Avoiding ascribing blame for last minute defects without a review

As a software development team reaches the last stages of the development project, the tension levels in the team can suddenly change drastically, mostly increase. There is an anticipation that something may go wrong, something can change the milestones and deadlines. When the team reaches the days before the completion of the development and testing stage, every day of testing brings forth an anticipation, with the leads and managers of the team hoping that the testing is thorough, but that no major defect comes through that could impact the deadlines. 
Any major or high severity defect that comes through near the end deadline has a potential severe impact; the risk of not making a fix is that you release a buggy product, but any fix has the potential to cause an undesired change in functionality or introduce another defect, something that may not be captured easily. With the pressure of deadlines looming, unless more time is given, code reviews and impact testing can try and give the confidence that there are no adverse affects of the fix, but there is always a risk.

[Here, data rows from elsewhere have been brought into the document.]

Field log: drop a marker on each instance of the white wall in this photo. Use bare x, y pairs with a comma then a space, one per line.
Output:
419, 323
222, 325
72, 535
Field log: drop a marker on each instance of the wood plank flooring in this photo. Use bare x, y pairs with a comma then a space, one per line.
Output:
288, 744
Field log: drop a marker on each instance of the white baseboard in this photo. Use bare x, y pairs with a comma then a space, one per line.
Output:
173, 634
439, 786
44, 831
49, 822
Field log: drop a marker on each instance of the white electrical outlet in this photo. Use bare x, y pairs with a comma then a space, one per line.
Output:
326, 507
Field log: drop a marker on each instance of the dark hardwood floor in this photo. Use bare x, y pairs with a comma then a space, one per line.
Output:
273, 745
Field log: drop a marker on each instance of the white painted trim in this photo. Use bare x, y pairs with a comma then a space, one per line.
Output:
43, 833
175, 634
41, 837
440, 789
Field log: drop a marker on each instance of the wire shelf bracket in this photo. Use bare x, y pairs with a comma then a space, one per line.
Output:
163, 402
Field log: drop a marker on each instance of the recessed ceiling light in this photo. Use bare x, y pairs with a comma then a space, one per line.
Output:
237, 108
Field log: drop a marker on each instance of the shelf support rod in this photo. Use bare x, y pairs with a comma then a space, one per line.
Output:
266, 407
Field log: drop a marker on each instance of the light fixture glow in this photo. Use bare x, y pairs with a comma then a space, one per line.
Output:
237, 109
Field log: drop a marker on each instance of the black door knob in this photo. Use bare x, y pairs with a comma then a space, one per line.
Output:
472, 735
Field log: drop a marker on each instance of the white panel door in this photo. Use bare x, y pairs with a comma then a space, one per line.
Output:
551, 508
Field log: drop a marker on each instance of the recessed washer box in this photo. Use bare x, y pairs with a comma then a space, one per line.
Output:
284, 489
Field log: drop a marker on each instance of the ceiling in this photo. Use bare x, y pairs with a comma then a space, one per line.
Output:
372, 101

What I have seen is that this tension causes people to start flipping out when things start going wrong. So for example, there was a case where a young tester found a severe defect almost near the end of the cycle, and there was no getting around the impact. There was a need to make a fix, evaluate the impact of the fix, do multiple code review cycles and use multiple testers to check the impacted areas, and, and, there was a pushing out of the deadlines by a couple of days. One of the senior managers was very irritated by this, and dressed down the QE lead about why the defect was not caught earlier, almost blaming the QE team for not doing the job thoroughly.
Once the release was done, there was a review team that went through the various development and testing documents, and realized that there was a mixup right from the start, from the developer design documents that were in turn used by the QE team for making their test cases. It was a lucky adhoc test that found the defect. As a byproduct of this review, the senior manager was also advised that such kind of blaming does not help and can end up discouraging those team members who were only doing their jobs, and that too in a proper manner.